Radio Białystok | Sport | Adrian Siemieniec: Dziś jest bardzo dobry moment i chciałbym, żeby on trwał
Piłkarze Jagiellonii Białystok wygrali trzeci ligowy mecz z rzędu w tym sezonie i prowadzą w tabeli ekstraklasy. Żółto-czerwoni pokonali w sobotę (3.08) Stal Mielec 2:0 (1:0). Gole strzelili Afimico Pululu i Jesus Imaz.
Adrian Siemieniec: Poprzeczka będzie już tylko szła w górę, będzie już tylko trudniej
Gratuluję drużynie zwycięstwa. Powiedziałem też w szatni, że dziś jest bardzo dobry moment i chciałbym, żeby on trwał. Wiemy jak jest w sporcie, szczególnie w piłce nożnej, musimy być skoncentrowani i pielęgnować ten czas zwycięstwa i mieć do niego dużo szacunku, utrzymać koncentrację tym bardziej, że poprzeczka będzie już tylko szła w górę, będzie już tylko trudniej. Chciałbym też podziękować kibicom za wsparcie. Uważam, że mimo iż pierwsza połowa nie była prowadzona w jakimś zawrotnym tempie, to mieliśmy kontrolę nad tym spotkaniem. W drugiej Stal, szukając okazji do pressingu, otworzyła nam więcej przestrzeni, stąd mieliśmy więcej sytuacji. Cieszę się, że nie straciliśmy gola, były sytuacje, by wynik był wyższy. Ale nie chcemy być zachłanni, a doceniać to, co mamy, cieszymy się bardzo z tego zwycięstwa. Teraz mamy trochę przerwy od ligi, a przed nami 3. runda eliminacji Ligi Mistrzów. Po krótkim odpoczynku będziemy się koncentrować już tylko na tym - powiedział po meczu trener Jagiellonii Adrian Siemieniec.
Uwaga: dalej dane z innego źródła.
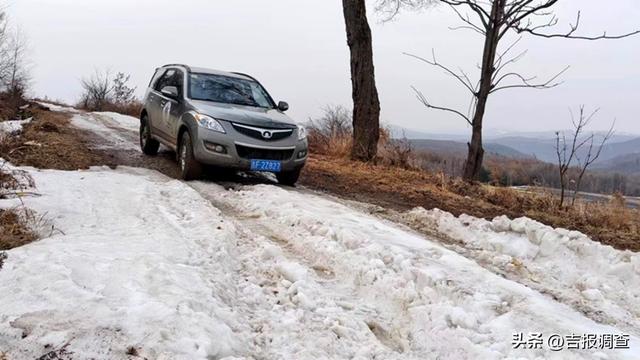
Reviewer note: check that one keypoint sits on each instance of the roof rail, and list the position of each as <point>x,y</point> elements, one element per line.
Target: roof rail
<point>183,65</point>
<point>247,75</point>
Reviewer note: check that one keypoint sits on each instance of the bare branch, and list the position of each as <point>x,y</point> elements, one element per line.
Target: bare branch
<point>570,34</point>
<point>526,83</point>
<point>463,79</point>
<point>426,103</point>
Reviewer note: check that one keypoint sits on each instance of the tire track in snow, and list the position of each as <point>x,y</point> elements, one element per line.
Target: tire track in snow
<point>503,304</point>
<point>419,290</point>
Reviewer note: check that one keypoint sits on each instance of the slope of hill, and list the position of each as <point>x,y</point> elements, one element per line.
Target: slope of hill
<point>448,147</point>
<point>628,164</point>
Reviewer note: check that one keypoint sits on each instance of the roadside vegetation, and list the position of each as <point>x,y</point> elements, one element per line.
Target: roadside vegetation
<point>103,91</point>
<point>397,180</point>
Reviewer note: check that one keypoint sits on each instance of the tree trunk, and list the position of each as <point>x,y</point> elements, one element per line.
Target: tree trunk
<point>475,156</point>
<point>366,105</point>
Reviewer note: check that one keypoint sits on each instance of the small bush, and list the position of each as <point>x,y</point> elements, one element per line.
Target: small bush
<point>101,92</point>
<point>332,135</point>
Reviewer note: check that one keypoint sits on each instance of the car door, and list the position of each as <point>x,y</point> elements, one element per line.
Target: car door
<point>173,108</point>
<point>158,103</point>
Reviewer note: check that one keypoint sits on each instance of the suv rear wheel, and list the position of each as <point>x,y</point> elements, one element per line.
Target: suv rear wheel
<point>288,178</point>
<point>190,168</point>
<point>148,144</point>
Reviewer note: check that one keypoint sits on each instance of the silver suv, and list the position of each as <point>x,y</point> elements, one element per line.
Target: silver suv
<point>222,119</point>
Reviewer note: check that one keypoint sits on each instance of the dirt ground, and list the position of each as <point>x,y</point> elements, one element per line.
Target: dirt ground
<point>402,189</point>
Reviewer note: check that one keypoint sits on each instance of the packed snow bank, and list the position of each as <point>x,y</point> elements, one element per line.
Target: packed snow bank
<point>402,295</point>
<point>599,280</point>
<point>115,131</point>
<point>12,127</point>
<point>124,121</point>
<point>134,260</point>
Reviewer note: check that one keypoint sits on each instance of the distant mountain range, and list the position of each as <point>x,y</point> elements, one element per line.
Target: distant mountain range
<point>458,148</point>
<point>621,154</point>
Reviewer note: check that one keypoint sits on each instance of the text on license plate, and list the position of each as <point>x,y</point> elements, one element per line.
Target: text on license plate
<point>266,165</point>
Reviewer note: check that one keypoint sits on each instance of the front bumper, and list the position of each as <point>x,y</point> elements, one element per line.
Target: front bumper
<point>240,149</point>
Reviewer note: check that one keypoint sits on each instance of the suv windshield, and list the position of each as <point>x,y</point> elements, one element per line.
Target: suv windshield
<point>228,90</point>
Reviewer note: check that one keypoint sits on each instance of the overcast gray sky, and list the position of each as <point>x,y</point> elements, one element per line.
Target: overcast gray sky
<point>298,51</point>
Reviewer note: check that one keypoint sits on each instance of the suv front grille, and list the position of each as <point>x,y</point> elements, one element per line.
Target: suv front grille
<point>247,152</point>
<point>263,133</point>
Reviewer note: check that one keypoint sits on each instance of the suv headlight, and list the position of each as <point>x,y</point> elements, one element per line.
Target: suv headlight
<point>302,132</point>
<point>209,123</point>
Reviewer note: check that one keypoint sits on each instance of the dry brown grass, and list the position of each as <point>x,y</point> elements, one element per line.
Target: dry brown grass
<point>132,108</point>
<point>402,189</point>
<point>49,142</point>
<point>15,229</point>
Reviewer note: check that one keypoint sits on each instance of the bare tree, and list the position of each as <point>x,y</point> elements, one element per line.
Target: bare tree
<point>592,154</point>
<point>366,104</point>
<point>494,20</point>
<point>97,91</point>
<point>569,150</point>
<point>17,77</point>
<point>123,94</point>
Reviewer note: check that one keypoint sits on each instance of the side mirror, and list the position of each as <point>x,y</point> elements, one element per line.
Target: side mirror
<point>283,106</point>
<point>170,92</point>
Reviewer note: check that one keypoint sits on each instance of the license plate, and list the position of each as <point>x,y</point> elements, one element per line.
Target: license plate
<point>266,165</point>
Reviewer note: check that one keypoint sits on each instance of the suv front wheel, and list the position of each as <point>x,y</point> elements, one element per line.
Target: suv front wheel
<point>148,144</point>
<point>190,168</point>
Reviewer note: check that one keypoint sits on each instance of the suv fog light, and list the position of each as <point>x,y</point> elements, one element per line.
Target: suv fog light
<point>215,147</point>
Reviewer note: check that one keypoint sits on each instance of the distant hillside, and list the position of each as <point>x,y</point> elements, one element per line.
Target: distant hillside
<point>447,147</point>
<point>620,150</point>
<point>545,148</point>
<point>628,164</point>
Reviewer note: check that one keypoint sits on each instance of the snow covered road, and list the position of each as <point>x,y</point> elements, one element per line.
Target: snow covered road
<point>180,270</point>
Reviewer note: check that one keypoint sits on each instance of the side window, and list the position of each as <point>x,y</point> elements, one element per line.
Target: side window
<point>176,79</point>
<point>164,79</point>
<point>172,77</point>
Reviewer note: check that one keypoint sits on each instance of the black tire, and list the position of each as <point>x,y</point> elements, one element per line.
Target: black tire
<point>289,178</point>
<point>148,144</point>
<point>190,168</point>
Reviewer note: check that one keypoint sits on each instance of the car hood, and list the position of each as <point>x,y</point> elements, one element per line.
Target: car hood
<point>248,115</point>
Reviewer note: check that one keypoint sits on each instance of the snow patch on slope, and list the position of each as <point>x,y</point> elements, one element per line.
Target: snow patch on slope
<point>415,297</point>
<point>139,261</point>
<point>12,127</point>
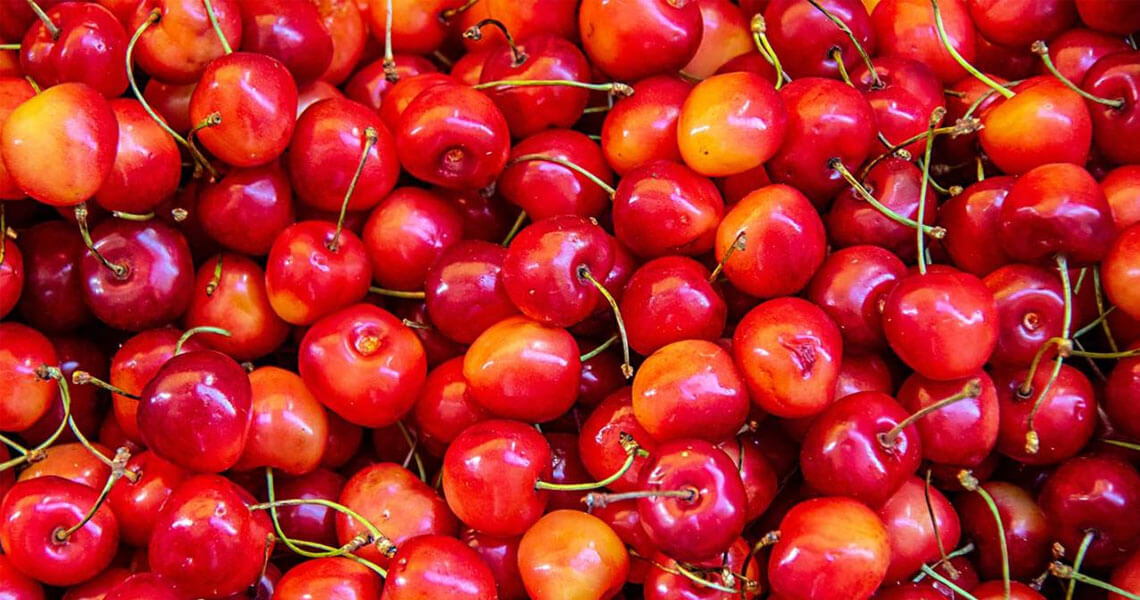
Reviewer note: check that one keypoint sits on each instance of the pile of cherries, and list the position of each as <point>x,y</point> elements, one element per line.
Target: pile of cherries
<point>569,299</point>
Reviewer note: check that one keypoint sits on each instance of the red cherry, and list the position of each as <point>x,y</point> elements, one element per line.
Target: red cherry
<point>363,364</point>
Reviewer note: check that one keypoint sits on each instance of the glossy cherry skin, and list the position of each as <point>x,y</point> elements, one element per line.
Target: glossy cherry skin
<point>783,245</point>
<point>210,557</point>
<point>690,389</point>
<point>436,566</point>
<point>845,452</point>
<point>825,120</point>
<point>68,131</point>
<point>255,97</point>
<point>397,503</point>
<point>34,511</point>
<point>406,234</point>
<point>829,548</point>
<point>789,353</point>
<point>489,475</point>
<point>519,369</point>
<point>682,205</point>
<point>943,324</point>
<point>634,40</point>
<point>328,577</point>
<point>454,137</point>
<point>705,524</point>
<point>906,27</point>
<point>179,46</point>
<point>1057,209</point>
<point>306,280</point>
<point>1093,494</point>
<point>544,188</point>
<point>571,552</point>
<point>1015,130</point>
<point>643,128</point>
<point>731,123</point>
<point>669,299</point>
<point>1065,421</point>
<point>363,364</point>
<point>325,152</point>
<point>975,217</point>
<point>913,537</point>
<point>25,397</point>
<point>851,286</point>
<point>137,503</point>
<point>963,432</point>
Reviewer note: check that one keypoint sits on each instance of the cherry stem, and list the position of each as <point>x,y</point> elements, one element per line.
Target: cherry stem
<point>117,470</point>
<point>569,164</point>
<point>514,228</point>
<point>595,500</point>
<point>1041,49</point>
<point>1064,572</point>
<point>971,389</point>
<point>627,370</point>
<point>935,118</point>
<point>627,444</point>
<point>43,17</point>
<point>216,278</point>
<point>412,451</point>
<point>213,23</point>
<point>119,270</point>
<point>475,33</point>
<point>194,331</point>
<point>371,137</point>
<point>1032,440</point>
<point>876,82</point>
<point>738,244</point>
<point>600,348</point>
<point>82,378</point>
<point>971,484</point>
<point>397,293</point>
<point>759,38</point>
<point>965,64</point>
<point>837,164</point>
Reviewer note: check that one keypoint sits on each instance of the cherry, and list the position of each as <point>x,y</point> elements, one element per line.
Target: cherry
<point>829,548</point>
<point>1064,421</point>
<point>789,353</point>
<point>1092,496</point>
<point>331,143</point>
<point>396,502</point>
<point>690,389</point>
<point>288,427</point>
<point>436,566</point>
<point>635,39</point>
<point>546,188</point>
<point>25,397</point>
<point>454,137</point>
<point>489,477</point>
<point>825,120</point>
<point>182,41</point>
<point>520,369</point>
<point>138,274</point>
<point>406,234</point>
<point>196,411</point>
<point>291,32</point>
<point>213,557</point>
<point>68,131</point>
<point>731,123</point>
<point>571,552</point>
<point>915,536</point>
<point>363,364</point>
<point>328,577</point>
<point>247,103</point>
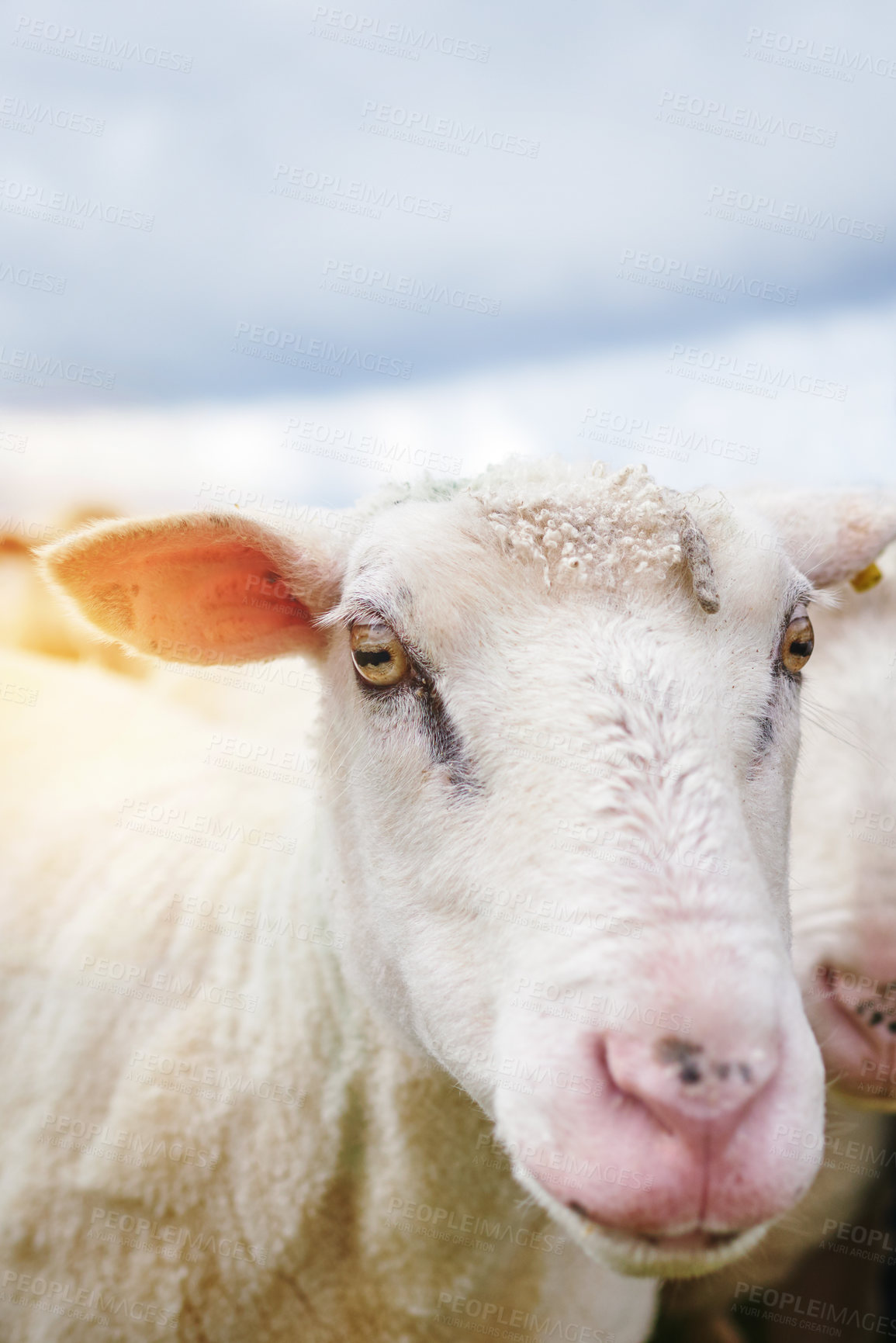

Kamil Kiereś: Myślę, że drużyna z Białegostoku wygrała zasłużenie
Myślę, że drużyna z Białegostoku wygrała zasłużenie. Jeśli chodzi o nasz plan na to spotkanie, to szukaliśmy zależności, które pomogły nam dwa miesiące temu wygrać z Jagiellonią w Mielcu. Tam ewidentnie mieliśmy plan, który wypalił. Początek meczu ze strony Jagiellonii nie był dynamiczny, uważam, że w tej fazie mogliśmy bardziej wykorzystać kontry, bo odebraliśmy kilka piłek. Tracimy zbyt łatwe bramki. Myślę, że strata pierwszej może jeszcze nie podcięła nam skrzydeł, staraliśmy się odmienić wynik jeszcze w pierwszej połowie. Od 60. min szukałem - przede wszystkim w środku - ofensywnej zmiany, ale ona nie przyniosła nam dobrego efektu, bo szybko straciliśmy bramkę na 0:2 i w krótkim odstępie czasu był rzut karny, który wyłapał Mateusz Kochalski. Po naszych kolejnych zmianach Jagiellonia na pewno napędzała się takimi sytuacjami, gdzie mogła podwyższyć rezultat. Na pewno w kontekście tego, że niezbyt dobrze wystartowaliśmy do sezonu, musimy w tej formule zawodników, których mamy, szukać rozwiązań, bo tego wymaga sytuacja. Ale na ten moment nasza kadra jest wąska, nie do końca jest zbudowana rywalizacja i potrzebujemy dokoptowania kilku zawodników, którzy dadzą nam większą jakość, ale też zwiększą rywalizację. Bo bez tego nie będzie progresu - powiedział po meczu trener Stali Mielec Kamil Kiereś.